Il convient évidemment de prendre en considération la fonction expressive de la loi, qui manifesterait, avec un principe de résidence alternée, le caractère anormal de l’absence d’investissement des pères. Mais le maintien du cas par cas, dans l’intérêt de l’enfant, compte tenu de l’état de la justice actuelle, peut être aussi vu comme une règle à maintenir dans une perspective féministe.
Quoi qu’il en soit, il n’est pas étonnant que les règles relatives à la résidence de l’enfant de parents séparés soient régulièrement l’objet de débats : la rupture du couple n’intervient jamais sur un terrain neutre en termes d’égalité, ce que révèle un rapport récent. J. M.
Un rapport d’information de la Délégation aux droits des femmes de l’Assemblée nationale, présenté par Sarah Legrain et Delphine Lingemann et portant sur « les politiques d’accompagnement à la parentalité » a été rendu public le 24 juin 2025. L’étude est construite en deux parties. La première s’attache aux constats : sans surprise, la « charge domestique et parentale » est encore largement assumée par les femmes106 et si les politiques familiales ont été, au fil du temps, réorientées vers la « parentalité » et non plus simplement vers le rôle des mères, ce voile d’égalité ne suffit bien évidemment pas à combattre les stéréotypes et les inégalités réelles affectant les femmes107. Le rapport constate par exemple qu’entre 2020 et 2022, six personnes sur dix adhéraient à l’idée selon laquelle les mères savent mieux répondre aux besoins des enfants que les pères ou qu’en 2022, 23 % des 18-24 ans adhéraient à l’idée selon laquelle « un enfant qui n’a pas encore l’âge d’aller à l’école a des chances de souffrir si sa mère travaille ». Quant aux inégalités, on relèvera les manifestations d’une « pénalité parentale » explicitée par le rapport dans ses implications économiques (perte de revenus, diminution d’activités), sociales (isolement, discrimination dans l’environnement professionnel) et sanitaires (risque d’épuisement physique et psychique), évidemment exacerbée pour les mères en charge d’une famille monoparentale. Quarante‑quatre recommandations, souvent intéressantes, sont proposées dans la deuxième partie du rapport pour « avancer vers l’égalité dans la parentalité »108. On retiendra notamment la promotion d’une vision égalitaire des rôles parentaux dès le plus jeune âge109 ; une réforme des congés parentaux avec une proposition d’allongement du congé paternité à 16 semaines à l’image du « congé » maternité 110 ; une amélioration du suivi post-partum avec une extension du congé de proche aidant au second parent en cas de dépression de la mère ; la création d’un statut de famille monoparentale permettant l’octroi de droits spécifiques111 ; ou encore une réforme du système d’accueil de la petite enfance. M. S.
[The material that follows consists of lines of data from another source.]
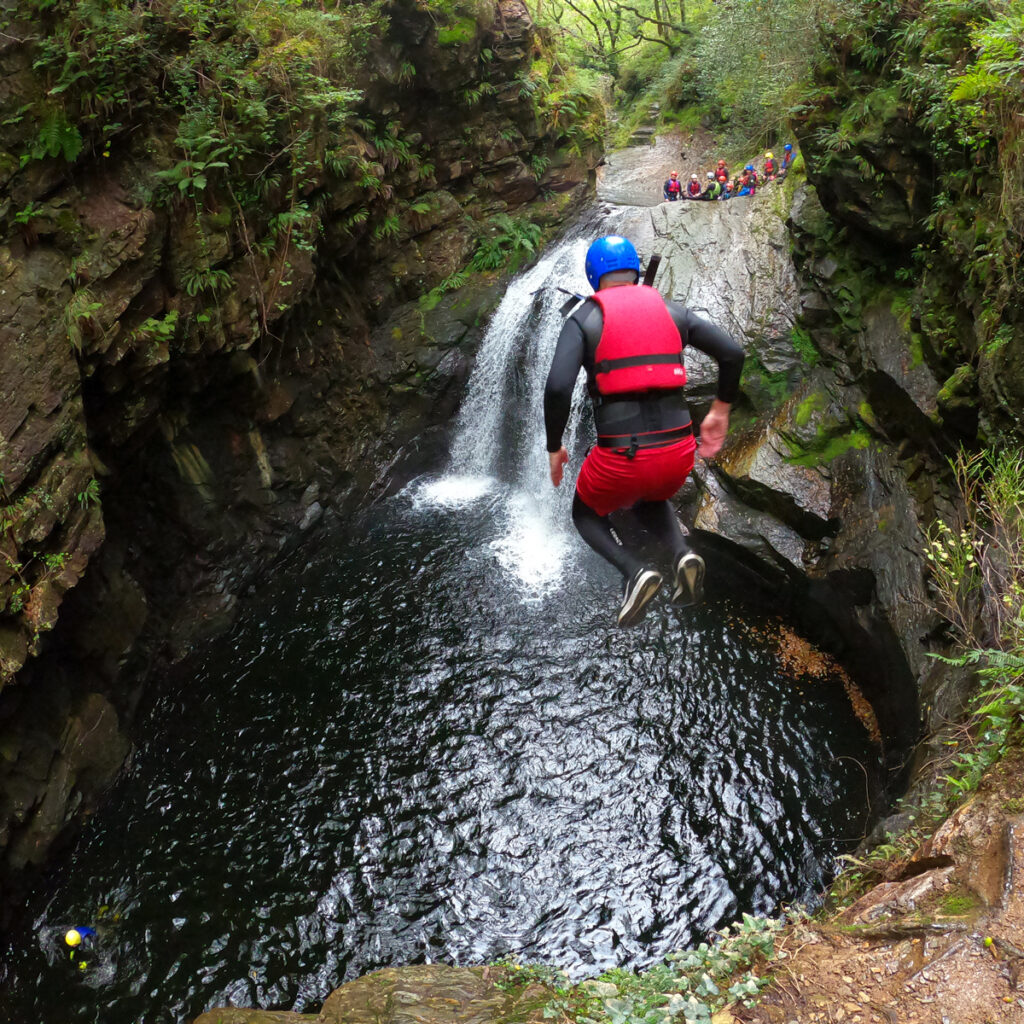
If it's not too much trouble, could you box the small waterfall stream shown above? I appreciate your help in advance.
[0,190,878,1024]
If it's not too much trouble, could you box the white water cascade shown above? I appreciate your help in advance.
[414,229,602,599]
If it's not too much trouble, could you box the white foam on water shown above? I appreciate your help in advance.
[407,474,497,509]
[490,494,570,600]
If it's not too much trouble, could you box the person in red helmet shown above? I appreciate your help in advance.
[544,236,743,627]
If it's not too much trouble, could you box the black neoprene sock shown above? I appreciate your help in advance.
[633,502,690,562]
[572,494,643,580]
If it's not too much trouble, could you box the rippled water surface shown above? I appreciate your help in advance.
[0,479,874,1024]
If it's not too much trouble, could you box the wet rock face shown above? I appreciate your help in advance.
[606,184,804,413]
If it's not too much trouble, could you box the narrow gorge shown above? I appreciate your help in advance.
[0,0,1024,1024]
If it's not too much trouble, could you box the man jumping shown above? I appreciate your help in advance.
[544,234,743,626]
Dans un arrêt du 23 janvier 2025118, la Cour EDH a jugé, à l’unanimité, que les autorités françaises avaient violé l’article 8 de la Convention EDH, à propos d’un divorce pour faute prononcé aux torts exclusifs d’une épouse, au motif qu’elle avait cessé d’avoir des relations intimes avec son conjoint. Il s’agit d’une décision historique à double titre : elle ancre enfin les valeurs de liberté et d’égalité dans ce que l’institution matrimoniale peut comprendre de plus intime. Elle emporte avec elle la vieille idée selon laquelle la finalité procréative du mariage devrait impliquer l’obligation de consentir aux relations sexuelles avec son conjoint.
En l’espèce, tout l’enjeu résidait dans le point de savoir si l’ingérence dans la vie familiale de l’épouse était justifiée. Cela donne, d’abord, l’occasion aux juges de constater que le devoir conjugal existait toujours en droit français en 2025 - à raison d’une interprétation de l’article 215 du Code civil imposant aux époux une communauté de vie – et que l’ingérence était donc prévue par la loi119. L’affirmation peut surprendre, car l’existence du devoir conjugal était peu connue dans l’opinion publique, en particulier des personnes n’ayant jamais eu à subir les affres d’un divorce contentieux. Elle était néanmoins toujours enseignée dans les facultés de droit, et même parfois soutenue par des juristes120. Son existence en jurisprudence est clairement relevée par la Cour EDH, qui d’ailleurs est saisie sur la base d’un divorce aux torts exclusifs pour manquement au devoir conjugal prononcé par la Cour d’appel de Versailles dans un arrêt du 7 novembre 2019. La Cour décide, ensuite, que l’ingérence poursuivait un « but légitime », dès lors que la sanction de l’inexécution du devoir conjugal offrirait un moyen d’accéder au divorce. L’argument est douteux : fort heureusement, il existe d’autres voies permettant de sortir d’une vie matrimoniale devenue intolérable, ce que ne manque pas de relever plus loin la Cour EDH121. En définitive, c’est à l’aune de la condition de nécessité que les juges se positionnent pour condamner la France, en relevant deux points essentiels. Elle souligne d’abord que la répression pénale des relations sexuelles non consenties entre époux ne saurait suffire. Car « techniquement il est tout à fait possible de concevoir un droit qui, de façon cohérente, sanctionne au plan pénal le viol entre époux en même temps qu’il oblige ces mêmes époux à un devoir conjugal »122. Or en maintenant le devoir conjugal, l’État ne garantit pas la liberté des époux de refuser toute relation intime. Pire, il les contraint à « se forcer » pour respecter leurs obligations maritales et éviter toute possibilité d’un divorce pour faute. Ce faisant, la France enfreint son obligation positive de prévention des violences domestiques et sexuelles123. La Cour précise ensuite que le mariage ne constitue pas un consentement par anticipation, ce que sous‑entendaient de façon très problématique les autorités françaises124.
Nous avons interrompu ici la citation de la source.